Lew Ludwig, associate professor of math and computer science, and Annabel Edwards, assistant professor of chemistry, see this as a puzzle to be solved. They’ve teamed up for a lab in Ludwig’s class, Mathematical Methods for Social and Natural Sciences, MATH-120. The goal is to show how mathematical theory is applied in the chemistry lab.
First students work with Edwards in the lab observing the diffusion of molecules. Given enough time, molecules—which are continuously vibrating in random patterns, forward, backward, sideways, and diagonally—will move themselves through gases (think of the smell of cooking bacon drifting through your home on a Sunday morning). They will also move themselves through liquids (a lump of sugar sweetens your coffee, even if you don’t stir it), and even through semi-solids (the way the cherry juice on top of your sundae stains the whipped cream). To see this in action, the students placed a clear liquid in a long, slender test tube, and topped it with red agar gel. At first the liquids seemed to remain apart, but over the course of several days, students observed the liquid slowly diffusing through the red gel.
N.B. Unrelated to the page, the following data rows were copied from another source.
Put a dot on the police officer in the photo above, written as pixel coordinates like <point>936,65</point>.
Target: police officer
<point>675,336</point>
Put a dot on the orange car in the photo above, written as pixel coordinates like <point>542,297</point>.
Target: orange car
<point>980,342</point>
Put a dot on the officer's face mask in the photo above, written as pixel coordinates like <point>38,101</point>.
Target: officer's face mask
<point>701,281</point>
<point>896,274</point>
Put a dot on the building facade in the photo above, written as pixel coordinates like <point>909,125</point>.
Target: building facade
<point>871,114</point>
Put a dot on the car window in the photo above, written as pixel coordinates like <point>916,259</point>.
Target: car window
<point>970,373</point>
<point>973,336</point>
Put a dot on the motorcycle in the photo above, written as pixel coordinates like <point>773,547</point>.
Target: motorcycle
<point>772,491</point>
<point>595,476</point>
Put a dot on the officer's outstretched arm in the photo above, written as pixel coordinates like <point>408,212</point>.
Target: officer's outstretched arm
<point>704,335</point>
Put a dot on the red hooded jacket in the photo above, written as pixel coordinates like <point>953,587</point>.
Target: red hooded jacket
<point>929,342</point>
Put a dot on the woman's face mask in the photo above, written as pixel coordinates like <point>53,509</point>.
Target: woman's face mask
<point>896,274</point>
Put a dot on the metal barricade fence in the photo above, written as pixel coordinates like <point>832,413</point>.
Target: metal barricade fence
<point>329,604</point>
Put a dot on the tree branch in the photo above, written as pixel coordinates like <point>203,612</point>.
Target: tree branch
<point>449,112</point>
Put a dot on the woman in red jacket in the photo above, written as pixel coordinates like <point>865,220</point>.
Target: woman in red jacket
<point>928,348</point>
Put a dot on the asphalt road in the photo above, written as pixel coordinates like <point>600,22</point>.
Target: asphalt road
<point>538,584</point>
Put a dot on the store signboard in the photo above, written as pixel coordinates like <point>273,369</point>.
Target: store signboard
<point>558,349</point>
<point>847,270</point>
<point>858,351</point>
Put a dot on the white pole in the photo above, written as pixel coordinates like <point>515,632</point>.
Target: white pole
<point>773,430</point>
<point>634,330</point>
But why did the liquid need so much time to diffuse into the gel?
Here’s where Ludwig’s lessons in probability theory come in, and all he needs is a coin to demonstrate. If he flips a coin, say, 30 times and moves that coin along a number line, one spot forward for each “head flip” and one spot back for each “tail,” the coin will remain close to the “zero position” because heads and tails cancel each other out. But when Ludwig’s class used a computer to simulate 2,000 coin flips, the probability of a “heads” or “tails” streak became much more likely. Now, instead of the coin staying at the zero position, it actually moved across the number line in significant measures.
In short, Ludwig and Edwards say, those molecules in the liquid are like the coins. Given enough time, their random movements will hit “streaks,” replicating enough times to create diffusion.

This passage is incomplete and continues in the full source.